De Alter do Chão a São Paulo, , um desafiador “roadtrip” brasileiro

Os encontros inesperados da Transpantaneira

Na hora das viagens domésticos, do ecoturismo e do turismo transformacional, os “roadtrips” estão virando uma das novas tendências do turismo brasileiro. Enquanto os destinos internacionais demoram para se abrir, e que viajantes cautelosos querem fugir das aglomerações, das praias ou dos destinos  superlotados, é tempo de (re)lembrar que o Brasil têm estradas surpreendentes, hotéis e pousadas de qualidade espalhados em lugares inesperados, gentes acolhedores, roteiros infinitos, e belezas as vezes desconhecidas nos seus 74 parques naturais. E, num pais continente, porque não apostar que a BR163 ou a BR364 podem um dia virar tão famosas que a Road66 estado-unidense?

Na estrada de piçarra para Fordlândia

Mesmo para quem tem experiências amazônicas na Belem Brasília, na Manaus Porto Velho e na Macapá Caiena, uma viagem de carro em família de Santarem para São Paulo é um grande desafio.  Nessa área do Brasil muito falada e pouco conhecida, é melhor reconhecer o caminho antes de iniciar a viagem. Saindo de Alter do Chão com esposa e filha de cinco anos, a rota já efetuada sozinho na ida a semana anterior ajudou a  definir as grandes etapas bem como as atrações e os hotéis. Pela atratividade, a qualidade da hospedagem, e as distancias a percorrer, foram escolhidos Fordlândia, a Cachoeira do Curuá, o Pantanal mato grossense (para passar o Reveillon) e o Parque Nacional das Emas.

Em Fordlândia, as marcas do fracasso de Henry Ford

A 320 km de Alter do Chão (45km sendo de terra), Fordlândia carrega a memória do grande fracasso do Henry Ford.  Seu projeto era não somente a produção de borracha, mas também a implantação na Amazônia de uma cidade ideal desenhada nos Estados Unidos. Alem das lagartas e dos fungos que acabaram com as seringueiras, a incapacidade de entender as condições naturais e humanas da região explicam porque Ford mudou para Belterra a partir de 1934 e se retirou em 1945. Hoje o viajante é surpreso pela pequena vila, erroneamente chamada de cidade fantasma, suas casas, seus comércios, seu restaurante e suas pousadas. A emoção é mesmo marcante nos cais do Rio Tapajos, nos galpões de vidros quebrados, na famosa caixa d’agua, nas mansões abandonadas surgidas do Middle West americano, ou nas duas igrejas católica e presbiteriana.
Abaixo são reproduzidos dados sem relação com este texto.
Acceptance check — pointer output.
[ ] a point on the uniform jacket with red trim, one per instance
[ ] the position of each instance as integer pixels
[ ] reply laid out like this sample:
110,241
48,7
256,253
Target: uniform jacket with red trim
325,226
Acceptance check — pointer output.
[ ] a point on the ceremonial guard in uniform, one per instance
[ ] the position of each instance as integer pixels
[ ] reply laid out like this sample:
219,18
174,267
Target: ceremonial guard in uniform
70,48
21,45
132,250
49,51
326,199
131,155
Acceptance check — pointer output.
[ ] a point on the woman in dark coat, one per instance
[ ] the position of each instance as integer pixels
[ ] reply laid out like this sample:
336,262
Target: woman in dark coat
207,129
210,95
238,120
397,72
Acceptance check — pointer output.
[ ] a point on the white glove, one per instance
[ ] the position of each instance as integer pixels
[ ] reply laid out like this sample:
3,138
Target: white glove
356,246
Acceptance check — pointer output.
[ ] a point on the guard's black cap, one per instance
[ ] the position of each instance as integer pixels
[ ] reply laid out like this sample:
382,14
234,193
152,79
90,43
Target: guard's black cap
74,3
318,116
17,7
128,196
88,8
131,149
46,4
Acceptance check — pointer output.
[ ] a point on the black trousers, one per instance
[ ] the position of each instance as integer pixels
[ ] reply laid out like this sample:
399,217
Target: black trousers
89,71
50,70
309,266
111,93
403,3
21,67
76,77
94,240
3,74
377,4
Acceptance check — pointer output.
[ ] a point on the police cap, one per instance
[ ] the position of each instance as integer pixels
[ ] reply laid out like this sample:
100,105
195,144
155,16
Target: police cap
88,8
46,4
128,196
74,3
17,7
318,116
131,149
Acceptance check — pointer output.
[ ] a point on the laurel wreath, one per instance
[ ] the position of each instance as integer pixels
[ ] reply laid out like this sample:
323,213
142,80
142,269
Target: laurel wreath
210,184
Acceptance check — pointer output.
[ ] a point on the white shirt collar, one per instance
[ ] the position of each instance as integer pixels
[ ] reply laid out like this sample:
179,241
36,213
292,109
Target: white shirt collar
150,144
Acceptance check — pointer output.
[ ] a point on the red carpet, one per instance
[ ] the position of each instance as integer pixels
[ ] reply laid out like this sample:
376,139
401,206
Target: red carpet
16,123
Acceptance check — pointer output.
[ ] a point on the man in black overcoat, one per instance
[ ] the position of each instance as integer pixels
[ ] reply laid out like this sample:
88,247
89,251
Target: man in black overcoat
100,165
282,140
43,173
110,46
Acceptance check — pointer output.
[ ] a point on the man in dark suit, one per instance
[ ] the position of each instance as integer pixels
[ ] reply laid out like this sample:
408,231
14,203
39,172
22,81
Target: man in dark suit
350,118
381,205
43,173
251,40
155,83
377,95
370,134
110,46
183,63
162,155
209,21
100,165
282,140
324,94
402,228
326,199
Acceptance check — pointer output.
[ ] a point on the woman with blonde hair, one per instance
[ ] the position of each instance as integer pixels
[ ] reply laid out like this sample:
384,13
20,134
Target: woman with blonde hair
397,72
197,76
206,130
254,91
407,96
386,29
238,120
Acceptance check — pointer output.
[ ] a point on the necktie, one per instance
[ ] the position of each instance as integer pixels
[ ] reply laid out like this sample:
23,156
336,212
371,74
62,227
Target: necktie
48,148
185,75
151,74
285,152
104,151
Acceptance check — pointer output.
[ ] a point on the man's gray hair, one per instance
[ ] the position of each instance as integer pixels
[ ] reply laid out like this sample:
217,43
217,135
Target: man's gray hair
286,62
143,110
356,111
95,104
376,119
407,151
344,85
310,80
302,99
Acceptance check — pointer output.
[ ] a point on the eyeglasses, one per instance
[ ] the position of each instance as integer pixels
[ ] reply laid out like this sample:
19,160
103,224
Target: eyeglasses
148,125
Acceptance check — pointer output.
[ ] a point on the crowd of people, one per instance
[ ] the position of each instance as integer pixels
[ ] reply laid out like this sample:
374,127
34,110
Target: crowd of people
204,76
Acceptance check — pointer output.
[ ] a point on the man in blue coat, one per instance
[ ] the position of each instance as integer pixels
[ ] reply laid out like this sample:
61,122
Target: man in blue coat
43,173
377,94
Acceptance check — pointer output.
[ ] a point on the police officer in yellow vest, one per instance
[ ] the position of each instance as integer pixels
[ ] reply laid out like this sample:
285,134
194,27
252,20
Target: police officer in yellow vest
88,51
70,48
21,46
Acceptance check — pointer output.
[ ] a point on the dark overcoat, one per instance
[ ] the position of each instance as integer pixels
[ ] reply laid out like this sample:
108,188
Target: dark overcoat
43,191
No Curuá, três cachoeiras de até 90 metros de altura

Deixando os sonhos de Ford, o “roadtrip” segue um pequeno trecho na Transamazônica, parte da qual de piçarra, antes de voltar para BR163 cruzando os caminhões que levem a soja para Santarem. O desmatamento, até então de um lado só para respeitar a Floresta nacional do Tapajos, se extende agora dos dois lados do irregular asfalto da estrada, em maioria para criações de gado. Com poucas planícies, muitos igarapés e mata ainda presente, as paisagens seguem ainda muito amazônicos, pelo menos até Novo Progresso. É nessa cidade que começa hoje a transição para o cerrado e o encontro com os povoamentos gauchos e paranaenses que marcam toda a travessia do Mato Grosso. As últimas etapas no Pará, a Fazenda Borbulha e a Cachoeira do Curuá, são dois lugares de belezas naturais e diversões aquáticas já característicos dessa transição.

 

O tuiuiú, o pássaro emblemático do Pantanal

Depois de uma longa etapa marcada pelo impressionante dinamismo da cidade de Sinop e o horizonte infinito das fazendas de soja, o Pantanal mato-grossense era mais um bioma para descobrir nesse roadtrip, com promessa de encontrar os animais que fizeram a fama do ecoturismo local. A 120 km de Cuiabá, a pousada do rio Mutum junta uma perfeito localização com uma boa estrutura e um atendimento perfeito para uma descoberta da região seja de barco, de carro ou a cavalo. Os terríveis incêndios recentes provocaram muitos estragos na vegetação e na vida animal, mas mesmo assim as arvores estão mostrando sua força, e encontra-se capivaras, tamanduás bandeira, jacarés, tatus, macacos, jabutís e numerosos pássaros – incluindo o emblemático tuiuiú. A pousada serve também de hospital veterinário e virou um verdadeiro zoológico com antas, caititus, guaribas, araras, mutuns e papagaios, vários em semi liberdade.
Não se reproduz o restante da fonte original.